Systems Theory

Wednesday, July 6, 2011

Early Warning System (Systems)

Waiting for Santa Claus when you are six, waiting for your first date to arrive and meet your parents, waiting for the bridal march to begin…..all are examples of anxiety. Sometimes just remembering a moment like these brings the same visceral response as the original moment. Anxiety is a natural state of being in that it is designed to warn us of impending danger or joy. Should we run or keep our eyes peeled so we don’t miss a thing? Our nervous system is designed to be alert to these signals and make a snap judgment about what action to take. We are designed to seek safety.

Each person’s anxiety response is fine tuned to its own level and that tuning began before they were even born. Babies in the womb learn to respond to the calm or anxiety they detect in their mother’s voice. My own definition of anxiety is ‘the energy of anticipation’. What usually triggers anxiety? Change.

Change triggers anxiety because during a more primitive time, change could signal danger, or a potential food source. Our nervous system has us constantly scanning our environment for change. The more unruly our anxiety is, the more we seek to calm it. Sometimes the way one chooses to soothe their self is healthy, other times not so much.

Within a system, there exists system anxiety. An entire group is alert to potential change and ready to evaluate in a flash to decide how to respond. Anxiety is contagious. If one person in a group is anxious, it can spread. Within a group of animals, if one is spooked and begins to run, the whole group joins in even before they know what they are running from. On an organizational level, witness the rumor mill that quickly begins based on small pieces of information.
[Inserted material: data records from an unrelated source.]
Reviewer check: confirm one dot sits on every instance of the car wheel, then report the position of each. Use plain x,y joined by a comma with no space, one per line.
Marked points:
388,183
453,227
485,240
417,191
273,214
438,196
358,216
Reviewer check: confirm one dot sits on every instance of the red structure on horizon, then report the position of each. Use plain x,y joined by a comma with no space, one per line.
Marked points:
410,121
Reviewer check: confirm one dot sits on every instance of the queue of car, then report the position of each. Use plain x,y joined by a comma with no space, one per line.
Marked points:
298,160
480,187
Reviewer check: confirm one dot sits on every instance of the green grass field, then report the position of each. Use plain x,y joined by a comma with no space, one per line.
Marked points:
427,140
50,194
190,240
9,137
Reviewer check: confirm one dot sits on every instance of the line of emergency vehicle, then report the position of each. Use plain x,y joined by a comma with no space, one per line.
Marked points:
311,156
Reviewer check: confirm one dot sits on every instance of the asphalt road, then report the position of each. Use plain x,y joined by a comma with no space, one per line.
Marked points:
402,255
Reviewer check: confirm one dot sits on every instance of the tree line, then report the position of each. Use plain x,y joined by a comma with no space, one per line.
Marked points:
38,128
Like an individual, a group will also focus its energy of anticipation. Heighten the change potential and the energy is heightened. The higher the energy, the greater the dynamic exchanges between the members of the group. Sometimes the way the group handles the energy is healthy, other times not so much.

Tuesday, July 5, 2011

Systems Theory

Systems Theory is a framework for looking at the dynamics within any size group. Groups are considered to be made up of the individuals as well as subgroups. For instance, in a couple, each partner is a part of the system. In a family, each member is a part of the system. Within a family, two typical subsystems are the parent system and the child(ren) system. Within a congregation, each person is a part of the system, each family can be considered a subsystem, and each committee can also be a subsystem. Depending on the current activity within the larger system, subsystems may reconfigure in response to the issue at hand. Taken to the next level, an entire congregation can be considered a subsystem in the context of an entire community. Many of the dynamics within a system have a predictable pattern.

Systems theory also posits that every member within a system has an impact on the system - thereby creating a dynamic system. The passive person, the dominant person, the worker bee, the occasional attender, the clergy - all play a role. Learning what each of these roles entails, recognizing your own role in the system, and recognizing the impact your role has are all a part of understanding systems theory and using it to help your congregation. An accurate description of the dynamic and your part in it, often called the dance, is the beginning of understanding how to change the dance.